Study: AI can quickly grade the severity of rare cancer

We know that AI is poised to change many industries, healthcare being one of them. And it is already powering different solutions that help doctors, nurses, patients, and the administrative staff be more productive.

Now, we have a new study yet again proving just how useful AI can be in the healthcare setting. Specifically, researchers from the Royal Marsden Hospital and Institute of Cancer Research have found that AI is nearly twice as good at grading the aggressiveness of a rare form of cancer from scans as the current method.

By recognizing details invisible to the naked eye, AI was 82% accurate, compared with 44% for lab analysis.
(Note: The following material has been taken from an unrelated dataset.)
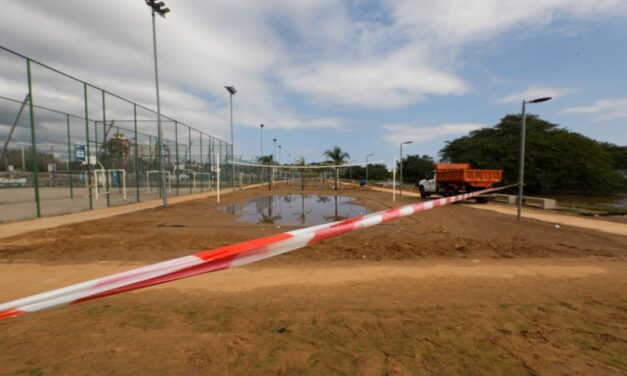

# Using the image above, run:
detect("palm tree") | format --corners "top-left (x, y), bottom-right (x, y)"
top-left (322, 146), bottom-right (351, 165)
According to researchers, this could lead to the improvement in treatment to the benefit of thousands every year.

What's more, they are also excited by AI's potential for quicker diagnosis and spotting other cancers early.

"We're incredibly excited by the potential of this state-of-the-art technology," said Professor Christina Messiou, consultant radiologist at The Royal Marsden NHS Foundation Trust and professor in imaging for personalized oncology at The Institute of Cancer Research, London.

"It could lead to patients having better outcomes, through faster diagnosis and more effectively personalized treatment."

Writing in Lancet Oncology, the researchers used a technique called radiomics to identify signs, invisible to the naked eye, of retroperitoneal sarcoma — which develops in the connective tissue of the back of the abdomen — in scans of 170 patients.

This provided AI with enough data to grade the aggressiveness of 89 other European and US hospital patients' tumors from scans much more accurately than biopsies — in which a small part of the cancerous tissue is analyzed under a microscope.

Prof Messiou hopes the technology can eventually be used around the world, with high-risk patients given specific treatment while those at low risk are spared unnecessary treatments and follow-up scans.

Dr Paul Huang, from the Institute of Cancer Research, London, said: "This kind of technology has the potential to transform the lives of people with sarcoma — enabling personalized treatment plans tailored to the specific biology of their cancer.

"It's great to see such promising findings."